Cyclone Chido : Mayotte face à la tempête, à la précarité et à l'indifférence

Jeudi, 19 Décembre 2024

Après le passage dévastateur du cyclone Chido, l'île de Mayotte se retrouve gravement touchée, ses infrastructures sont détruites et le bilan humain est encore inconnu. Dans ce contexte, les mesures prises par l'État français sont vivement critiquées, perçues comme des mesures discriminatoires, voire coloniales.

Un cyclone dévastateur

Avec des rafales atteignant 230 km/h, le cyclone a causé des dégâts importants. Les habitations précaires ont été les premières victimes de la tempête. Les infrastructures de communication ont également été lourdement affectées. 90 % des pylônes et des relais sont hors d'usage, rendant l'accès aux télécommunications et à internet quasiment impossible. Cette coupure des communications complique les efforts des autorités pour évaluer la situation et porter secours à la population, notamment dans les zones reculées. De plus, le réseau électrique ne fonctionne qu’à 50 %, et le système de distribution d'eau potable est hors service, exposant les habitant·es à des risques d’épidémie et à des problèmes sanitaires.

Un vestige du colonialisme

Mayotte est devenue une île française en 1841, puis intégrée à la République en 1848. Lors du référendum de 1974 sur l'indépendance des Comores, la population mahoraise a voté majoritairement pour rester française, marquant une rupture avec les autres îles de l'archipel qui ont opté pour l'indépendance. Depuis 2011, Mayotte est un département français avec les mêmes institutions qu'un département métropolitain (préfecture, conseil départemental).

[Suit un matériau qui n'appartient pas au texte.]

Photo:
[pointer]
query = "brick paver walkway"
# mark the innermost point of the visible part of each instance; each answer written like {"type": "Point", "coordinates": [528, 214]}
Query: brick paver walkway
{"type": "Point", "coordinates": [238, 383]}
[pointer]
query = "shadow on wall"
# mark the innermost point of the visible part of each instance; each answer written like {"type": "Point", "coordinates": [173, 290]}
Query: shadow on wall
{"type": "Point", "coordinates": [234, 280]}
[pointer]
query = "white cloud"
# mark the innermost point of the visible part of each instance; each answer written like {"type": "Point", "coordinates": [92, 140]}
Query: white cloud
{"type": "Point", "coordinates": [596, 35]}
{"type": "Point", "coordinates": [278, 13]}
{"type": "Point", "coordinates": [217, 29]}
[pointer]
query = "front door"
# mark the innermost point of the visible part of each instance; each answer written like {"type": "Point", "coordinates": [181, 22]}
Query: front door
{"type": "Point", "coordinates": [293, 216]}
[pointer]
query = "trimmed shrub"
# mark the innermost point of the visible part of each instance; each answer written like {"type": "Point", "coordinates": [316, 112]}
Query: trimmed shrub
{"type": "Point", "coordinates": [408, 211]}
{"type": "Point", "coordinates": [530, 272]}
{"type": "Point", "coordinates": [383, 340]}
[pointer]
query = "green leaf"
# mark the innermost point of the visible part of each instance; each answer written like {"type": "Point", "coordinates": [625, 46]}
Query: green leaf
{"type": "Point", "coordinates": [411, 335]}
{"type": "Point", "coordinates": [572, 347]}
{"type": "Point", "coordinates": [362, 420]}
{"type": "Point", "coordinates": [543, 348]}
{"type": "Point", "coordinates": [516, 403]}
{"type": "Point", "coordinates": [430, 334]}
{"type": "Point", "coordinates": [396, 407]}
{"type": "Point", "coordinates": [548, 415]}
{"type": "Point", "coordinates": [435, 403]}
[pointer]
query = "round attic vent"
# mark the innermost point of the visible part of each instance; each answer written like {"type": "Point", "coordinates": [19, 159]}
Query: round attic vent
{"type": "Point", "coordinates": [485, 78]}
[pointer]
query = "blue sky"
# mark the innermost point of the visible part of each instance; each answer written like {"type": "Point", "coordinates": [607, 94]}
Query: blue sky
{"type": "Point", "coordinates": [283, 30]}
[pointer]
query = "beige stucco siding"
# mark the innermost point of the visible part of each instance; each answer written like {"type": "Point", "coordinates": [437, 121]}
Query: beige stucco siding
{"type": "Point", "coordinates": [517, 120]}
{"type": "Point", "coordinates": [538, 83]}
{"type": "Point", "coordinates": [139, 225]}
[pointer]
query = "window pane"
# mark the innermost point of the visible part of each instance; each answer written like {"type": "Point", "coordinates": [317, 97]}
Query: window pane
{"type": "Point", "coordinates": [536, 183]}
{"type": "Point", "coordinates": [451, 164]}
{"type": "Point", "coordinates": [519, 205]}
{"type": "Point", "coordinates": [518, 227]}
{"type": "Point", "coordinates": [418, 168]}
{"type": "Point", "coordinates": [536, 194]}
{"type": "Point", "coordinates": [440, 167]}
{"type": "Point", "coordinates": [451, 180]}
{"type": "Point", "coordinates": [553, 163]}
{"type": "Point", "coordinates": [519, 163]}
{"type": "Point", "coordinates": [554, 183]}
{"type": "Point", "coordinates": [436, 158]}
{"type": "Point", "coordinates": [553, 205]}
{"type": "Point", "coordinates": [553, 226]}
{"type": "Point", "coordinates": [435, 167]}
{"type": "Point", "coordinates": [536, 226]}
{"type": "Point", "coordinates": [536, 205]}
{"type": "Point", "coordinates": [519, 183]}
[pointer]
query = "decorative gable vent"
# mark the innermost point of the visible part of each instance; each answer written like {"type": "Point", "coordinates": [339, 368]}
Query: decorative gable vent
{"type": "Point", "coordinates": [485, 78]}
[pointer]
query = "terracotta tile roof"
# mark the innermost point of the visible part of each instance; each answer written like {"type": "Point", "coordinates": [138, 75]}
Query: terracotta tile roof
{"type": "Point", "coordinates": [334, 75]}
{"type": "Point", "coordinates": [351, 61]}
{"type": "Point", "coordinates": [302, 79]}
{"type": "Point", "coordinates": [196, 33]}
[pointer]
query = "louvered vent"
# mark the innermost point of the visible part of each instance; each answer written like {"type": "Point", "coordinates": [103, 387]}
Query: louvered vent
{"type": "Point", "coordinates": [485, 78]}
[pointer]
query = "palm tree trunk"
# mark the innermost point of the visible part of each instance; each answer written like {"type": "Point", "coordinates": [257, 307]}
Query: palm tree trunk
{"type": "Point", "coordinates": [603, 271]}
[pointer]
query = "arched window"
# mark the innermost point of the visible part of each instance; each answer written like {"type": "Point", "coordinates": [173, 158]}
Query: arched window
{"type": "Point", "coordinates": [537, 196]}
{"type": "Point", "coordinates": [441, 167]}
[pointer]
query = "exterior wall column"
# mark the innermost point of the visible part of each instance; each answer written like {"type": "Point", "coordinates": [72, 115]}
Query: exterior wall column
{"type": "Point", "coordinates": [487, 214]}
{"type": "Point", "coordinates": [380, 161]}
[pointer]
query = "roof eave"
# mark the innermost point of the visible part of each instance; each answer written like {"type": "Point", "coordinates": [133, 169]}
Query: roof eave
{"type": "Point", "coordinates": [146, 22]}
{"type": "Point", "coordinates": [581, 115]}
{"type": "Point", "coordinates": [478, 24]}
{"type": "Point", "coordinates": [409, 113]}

Pourtant, Mayotte reste loin d'être traitée sur un pied d'égalité avec les départements métropolitains. Les infrastructures y sont sous-subventionnées, les services publics insuffisants et les conditions de vie sont marquées par une grande précarité. L'île est l'un des territoires les plus pauvres de France. Le PIB par habitant·e est bien en deçà de la moyenne nationale et l'administration est occupée par des cadres métropolitains. Ce déséquilibre reflète un héritage postcolonial où Mayotte, bien que juridiquement française, ne bénéficie pas pleinement des droits et des ressources de la République.

De plus, près de la moitié de la population est étrangère, vivant dans des conditions précaires, ce qui alimente des discours stigmatisants et des politiques migratoires restrictives. Ces mesures ne résolvent aucun problème et aggravent même les conditions de vie sur l’île.

Des réponses apportées inadaptées

La gestion de la crise à Mayotte après le passage du cyclone Chido a suscité une vive indignation. Alors que les Mahorais·es attendent un soutien urgent face à l'ampleur des dégâts, les déclarations de François Bayrou, qui a justifié son absence sur l’ile en invoquant le besoin de rester sur le "territoire national", ont été perçues comme un mépris envers l’archipel, qui est une partie intégrante de la France. Ce choix symbolique, couplé à une aide dérisoire de 655 000 euros — soit à peine 2 € par habitant·e —, a renforcé le sentiment d'abandon d'un département souvent relégué à la marge.

À cela s'ajoute une réponse sécuritaire inappropriée : l’envoi de 400 gendarmes supplémentaires, alors que l'urgence porte sur l'accès à l'eau potable, à la nourriture et au logement pour les habitant·es sinistré·es. De plus, les déclarations de Bruno Retailleau, reliant la reconstruction de Mayotte à la question migratoire, témoignent d’une approche où les tensions sociales sont instrumentalisées pour masquer le désengagement historique de l’État.